ALPC : il est nécessaire que les Etats membres respectent les embargos [en]

Armes légères et de petit calibre (ALPC)
Intervention de Mme Anne Gueguen, représentante permanente adjointe de la France auprès des Nations unies
Conseil de sécurité – 5 février 2020

Monsieur le Président,

Je remercie également les briefers pour leurs interventions, et salue le rapport de Secrétaire général dont les recommandations sont très complètes. La prolifération et le commerce illicite des armes légères et de petit calibre (ALPC) constituent une grave menace à la paix et à la sécurité internationale. Ces armes font, de loin, le plus de victimes, en moyenne plus d’un demi-million de victimes par an dans le monde. Les enjeux et les défis posés par ces armes sont parmi les plus partagés par toutes les régions du monde.
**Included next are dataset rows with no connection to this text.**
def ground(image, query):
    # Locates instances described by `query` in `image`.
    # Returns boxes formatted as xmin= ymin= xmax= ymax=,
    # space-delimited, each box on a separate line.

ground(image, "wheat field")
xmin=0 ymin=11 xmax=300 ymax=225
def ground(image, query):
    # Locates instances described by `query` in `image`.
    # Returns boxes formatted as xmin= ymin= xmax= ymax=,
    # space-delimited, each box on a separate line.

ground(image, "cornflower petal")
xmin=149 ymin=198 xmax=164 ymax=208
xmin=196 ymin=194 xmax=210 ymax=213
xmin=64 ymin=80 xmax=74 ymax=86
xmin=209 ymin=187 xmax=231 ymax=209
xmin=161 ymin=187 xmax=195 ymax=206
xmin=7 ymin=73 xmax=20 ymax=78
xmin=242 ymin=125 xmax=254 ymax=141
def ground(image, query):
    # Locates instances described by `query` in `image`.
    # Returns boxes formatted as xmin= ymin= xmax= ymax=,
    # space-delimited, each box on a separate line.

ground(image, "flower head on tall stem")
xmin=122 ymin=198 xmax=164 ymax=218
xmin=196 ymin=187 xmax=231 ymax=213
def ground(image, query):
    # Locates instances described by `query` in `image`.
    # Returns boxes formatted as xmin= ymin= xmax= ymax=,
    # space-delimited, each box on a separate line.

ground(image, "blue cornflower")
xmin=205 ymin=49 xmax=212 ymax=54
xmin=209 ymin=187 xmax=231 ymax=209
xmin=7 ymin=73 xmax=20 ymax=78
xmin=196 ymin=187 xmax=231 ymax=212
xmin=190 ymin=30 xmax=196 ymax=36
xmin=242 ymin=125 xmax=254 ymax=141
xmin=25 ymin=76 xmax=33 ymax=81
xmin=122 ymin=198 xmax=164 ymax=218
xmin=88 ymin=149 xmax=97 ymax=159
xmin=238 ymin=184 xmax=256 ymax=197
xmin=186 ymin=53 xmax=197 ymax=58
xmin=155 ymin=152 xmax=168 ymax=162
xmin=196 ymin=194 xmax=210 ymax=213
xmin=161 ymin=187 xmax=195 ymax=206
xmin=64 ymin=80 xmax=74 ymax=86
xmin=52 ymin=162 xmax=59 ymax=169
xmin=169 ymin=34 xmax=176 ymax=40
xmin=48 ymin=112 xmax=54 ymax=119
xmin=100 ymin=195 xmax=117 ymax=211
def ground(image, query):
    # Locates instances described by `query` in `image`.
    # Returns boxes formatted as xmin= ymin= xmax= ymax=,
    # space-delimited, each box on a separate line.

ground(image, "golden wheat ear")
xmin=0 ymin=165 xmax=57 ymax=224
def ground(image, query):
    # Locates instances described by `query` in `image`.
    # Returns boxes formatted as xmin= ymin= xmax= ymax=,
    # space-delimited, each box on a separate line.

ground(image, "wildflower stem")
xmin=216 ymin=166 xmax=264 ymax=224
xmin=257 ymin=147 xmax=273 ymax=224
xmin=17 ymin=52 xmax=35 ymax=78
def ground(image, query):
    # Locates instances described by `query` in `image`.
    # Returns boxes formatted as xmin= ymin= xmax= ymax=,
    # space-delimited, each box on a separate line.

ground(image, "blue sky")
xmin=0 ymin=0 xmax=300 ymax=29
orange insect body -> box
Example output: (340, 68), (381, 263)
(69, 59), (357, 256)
Ils sont à la croisée de tous les sujets, comme le souligne le Secrétaire général en listant les occasions pour le Conseil de s’y pencher. Leur trafic continue d’alimenter les conflits et d’exacerber la violence armée, tout en nourrissant la criminalité organisée et le terrorisme. Ces armes et leurs munitions sont en effet aisément accessibles, dissimulables et transportables au gré des trafics transfrontaliers. La France en a fait la douloureuse expérience lors des attentats de l’année 2015.

Dans ce contexte, notre mobilisation commune est plus que jamais nécessaire. L’universalisation et la mise en œuvre au niveau national des mesures collectivement agréées pour lutter contre la dissémination et le commerce illicite des armes légères et de petit calibre doivent aller de soi – je pense notamment aux instruments internationaux que sont le Traité sur le commerce des armes, le Protocole additionnel à la Convention de Palerme contre la fabrication et le trafic illicite d’armes à feu mais également, et surtout, au Programme d’action des Nations unies sur les ALPC, et à l’Instrument International sur le marquage et le traçage des armes.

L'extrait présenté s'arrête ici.